Hilbert-Geo: Solving Solid Geometric Problems by Neural-Symbolic Reasoning

## Hilbert-Geo: symbolic reasoning crushes LLMs on solid geometry

### 1. What is actually happening

Hilbert-Geo is not another fine-tune on geometry problems. It is a complete neuro-symbolic framework that formalizes solid geometry into verifiable machine language, then executes theorem-driven reasoning — not token prediction. The result: 77.3% on SolidFGeo2k versus 54.2% for Gemini-2.5-pro, a gap of +23.1 points on the same benchmark. On MathVerse-Solid, Hilbert-Geo reaches 84.1% against GPT-5's 62.9%, a +21.2-point margin over OpenAI's most recent model.

These numbers are not marginal. They signal a structural ceiling for pure MLLMs on 3D spatial reasoning tasks, regardless of model size or RLHF tuning.

### 2. The Parse2Reason architecture: two steps, zero geometric hallucination

The method enforces a clean separation between perception and deduction:

**Step 1 — Parsing**: the problem (text + 3D diagram) is converted into CDL (Conditional Description Language), a formal predicate language specifically designed to encode geometric conditions. A prism or pyramid diagram becomes a verifiable list of predicates: incidence relations, parallelism, perpendicularity, angular measures. This is not approximate visual captioning — it is a constrained symbolic representation.

**Step 2 — Reasoning**: from the CDL and a dedicated theorem bank, the system performs relational inference and algebraic computation. The resulting reasoning process is described by the authors as "strictly correct, verifiable, and human-readable" — meaning every step can be audited, unlike a chain-of-thought generated by an LLM.

The theorem bank is the real proprietary asset here. It covers solid geometry (volumes, plane sections, projections) and plane geometry (80.2% on PlaneFGeo3k), demonstrating the framework is not overfit to a single domain.

### 3. The datasets: SolidFGeo2k and PlaneFGeo3k

The absence of formally annotated benchmarks was precisely what blocked progress on solid geometry. The authors release two expert-annotated datasets:

- **SolidFGeo2k**: ~2,000 solid geometry problems with CDL annotations, solutions, and answers - **PlaneFGeo3k**: ~3,000 plane geometry problems in the same format

The value of these datasets extends beyond Hilbert-Geo itself: they constitute evaluation infrastructure for all future systems. MathVerse-Solid already existed but represents a narrow subset; SolidFGeo2k is the first large-scale dedicated benchmark for formal solid geometry.

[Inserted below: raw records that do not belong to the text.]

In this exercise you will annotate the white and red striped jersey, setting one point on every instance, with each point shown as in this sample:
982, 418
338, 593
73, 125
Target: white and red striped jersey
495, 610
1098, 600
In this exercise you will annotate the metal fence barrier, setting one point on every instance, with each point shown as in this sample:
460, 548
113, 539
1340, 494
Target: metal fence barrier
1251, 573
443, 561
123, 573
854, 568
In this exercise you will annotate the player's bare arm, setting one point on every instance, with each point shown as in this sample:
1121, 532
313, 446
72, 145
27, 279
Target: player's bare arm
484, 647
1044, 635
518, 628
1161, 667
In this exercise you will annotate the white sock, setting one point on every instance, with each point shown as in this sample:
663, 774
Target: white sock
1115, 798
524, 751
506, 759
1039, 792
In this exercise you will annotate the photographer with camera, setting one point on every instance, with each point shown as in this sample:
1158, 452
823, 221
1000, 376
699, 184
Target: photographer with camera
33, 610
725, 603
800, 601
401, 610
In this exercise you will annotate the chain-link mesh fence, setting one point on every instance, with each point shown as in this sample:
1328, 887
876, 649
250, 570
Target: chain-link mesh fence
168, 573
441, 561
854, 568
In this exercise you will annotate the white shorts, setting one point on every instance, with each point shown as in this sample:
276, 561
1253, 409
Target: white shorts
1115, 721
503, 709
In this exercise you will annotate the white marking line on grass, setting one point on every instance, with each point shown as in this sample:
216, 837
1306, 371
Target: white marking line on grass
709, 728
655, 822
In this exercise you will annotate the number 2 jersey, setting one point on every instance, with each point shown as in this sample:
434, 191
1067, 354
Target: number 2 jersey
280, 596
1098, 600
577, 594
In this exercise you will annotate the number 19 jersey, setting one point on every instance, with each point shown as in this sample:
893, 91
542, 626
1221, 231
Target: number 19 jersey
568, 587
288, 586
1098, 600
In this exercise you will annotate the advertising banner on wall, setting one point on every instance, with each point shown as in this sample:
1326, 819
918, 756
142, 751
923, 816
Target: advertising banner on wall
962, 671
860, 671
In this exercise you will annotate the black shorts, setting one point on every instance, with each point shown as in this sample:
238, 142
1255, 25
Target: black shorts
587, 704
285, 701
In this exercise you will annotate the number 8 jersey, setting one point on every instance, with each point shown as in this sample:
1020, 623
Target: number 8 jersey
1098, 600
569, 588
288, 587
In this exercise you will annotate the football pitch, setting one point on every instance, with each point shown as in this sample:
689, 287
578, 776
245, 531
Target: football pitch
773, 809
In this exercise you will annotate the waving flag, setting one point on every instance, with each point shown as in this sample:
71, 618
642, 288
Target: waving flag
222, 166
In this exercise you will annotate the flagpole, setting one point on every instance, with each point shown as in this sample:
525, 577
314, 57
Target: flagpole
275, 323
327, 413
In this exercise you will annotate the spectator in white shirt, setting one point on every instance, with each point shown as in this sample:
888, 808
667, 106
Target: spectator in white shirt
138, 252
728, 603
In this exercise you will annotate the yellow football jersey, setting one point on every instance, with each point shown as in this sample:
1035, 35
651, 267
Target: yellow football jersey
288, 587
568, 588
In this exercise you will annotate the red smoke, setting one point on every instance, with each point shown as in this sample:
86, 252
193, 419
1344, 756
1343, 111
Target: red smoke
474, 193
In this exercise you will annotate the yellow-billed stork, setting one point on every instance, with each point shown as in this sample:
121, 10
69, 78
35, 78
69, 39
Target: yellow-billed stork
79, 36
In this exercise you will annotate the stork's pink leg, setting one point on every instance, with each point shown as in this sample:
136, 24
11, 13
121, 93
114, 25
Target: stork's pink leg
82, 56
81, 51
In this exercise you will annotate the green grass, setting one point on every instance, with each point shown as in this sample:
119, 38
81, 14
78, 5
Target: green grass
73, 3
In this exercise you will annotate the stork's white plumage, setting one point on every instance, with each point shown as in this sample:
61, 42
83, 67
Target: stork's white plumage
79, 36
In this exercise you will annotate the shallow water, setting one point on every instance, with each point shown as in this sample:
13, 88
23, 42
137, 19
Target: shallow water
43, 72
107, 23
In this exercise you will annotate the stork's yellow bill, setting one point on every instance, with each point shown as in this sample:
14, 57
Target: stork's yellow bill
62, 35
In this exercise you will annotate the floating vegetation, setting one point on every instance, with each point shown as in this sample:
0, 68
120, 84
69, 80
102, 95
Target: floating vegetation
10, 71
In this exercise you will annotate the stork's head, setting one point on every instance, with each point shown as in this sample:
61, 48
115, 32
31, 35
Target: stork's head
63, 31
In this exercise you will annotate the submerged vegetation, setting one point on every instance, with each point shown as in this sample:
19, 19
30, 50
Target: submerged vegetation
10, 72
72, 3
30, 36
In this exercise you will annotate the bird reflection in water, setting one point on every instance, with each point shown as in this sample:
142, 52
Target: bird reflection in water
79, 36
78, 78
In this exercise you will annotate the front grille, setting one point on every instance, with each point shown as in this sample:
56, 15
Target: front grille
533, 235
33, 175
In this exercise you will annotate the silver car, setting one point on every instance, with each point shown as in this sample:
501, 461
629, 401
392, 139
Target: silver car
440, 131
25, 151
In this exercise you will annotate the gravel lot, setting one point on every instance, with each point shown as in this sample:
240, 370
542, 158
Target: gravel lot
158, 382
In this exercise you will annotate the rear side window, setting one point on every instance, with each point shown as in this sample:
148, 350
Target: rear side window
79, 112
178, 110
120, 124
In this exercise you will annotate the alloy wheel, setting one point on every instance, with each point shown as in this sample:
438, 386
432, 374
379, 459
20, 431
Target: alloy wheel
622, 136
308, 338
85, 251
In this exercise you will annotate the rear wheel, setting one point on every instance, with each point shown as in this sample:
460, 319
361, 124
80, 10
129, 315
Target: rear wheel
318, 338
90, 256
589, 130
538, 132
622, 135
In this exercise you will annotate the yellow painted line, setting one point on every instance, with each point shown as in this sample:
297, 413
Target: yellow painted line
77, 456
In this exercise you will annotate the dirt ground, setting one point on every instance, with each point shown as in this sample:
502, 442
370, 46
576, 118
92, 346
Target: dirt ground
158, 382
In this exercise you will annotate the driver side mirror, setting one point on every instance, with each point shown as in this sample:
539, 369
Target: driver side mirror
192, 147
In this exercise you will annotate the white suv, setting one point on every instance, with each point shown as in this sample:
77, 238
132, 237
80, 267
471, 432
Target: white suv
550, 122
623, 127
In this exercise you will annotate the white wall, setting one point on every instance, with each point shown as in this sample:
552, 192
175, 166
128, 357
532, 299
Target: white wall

### 4. Potential losers and limits to watch

**Generalist MLLMs** are the immediate losers on this task class. Gemini-2.5-pro and GPT-5 are models with hundreds of billions of parameters trained on massive corpora — and they lose by 20+ points to a specialized system. This reopens the ROI question for generalization on formal reasoning tasks.

**Purely end-to-end geometry approaches** (e.g., DeepMind's AlphaGeometry 2, which targets olympiad-level plane geometry) have no direct answer for solid geometry. Hilbert-Geo occupies an uncovered space.

**Unresolved limitations**: the parsing step remains dependent on the quality of visual recognition of 3D diagrams — the paper does not report parsing error rates in isolation. If the generated CDL contains a predicate error, the downstream symbolic reasoning will be formally correct but factually wrong. Robustness to visual noise (poorly drawn diagrams, ambiguous perspectives) is not quantified.

Furthermore, the theorem bank is not yet fully public — the authors announce code and dataset release, but the exact coverage of implemented theorems will determine the system's edge cases.

**The real test** will be out-of-distribution performance — advanced high school competition problems or undergraduate-level configurations — where geometric setups fall outside the encoded theorem scope. That is where LLMs, despite their weaknesses, retain a flexibility that symbolic systems lack.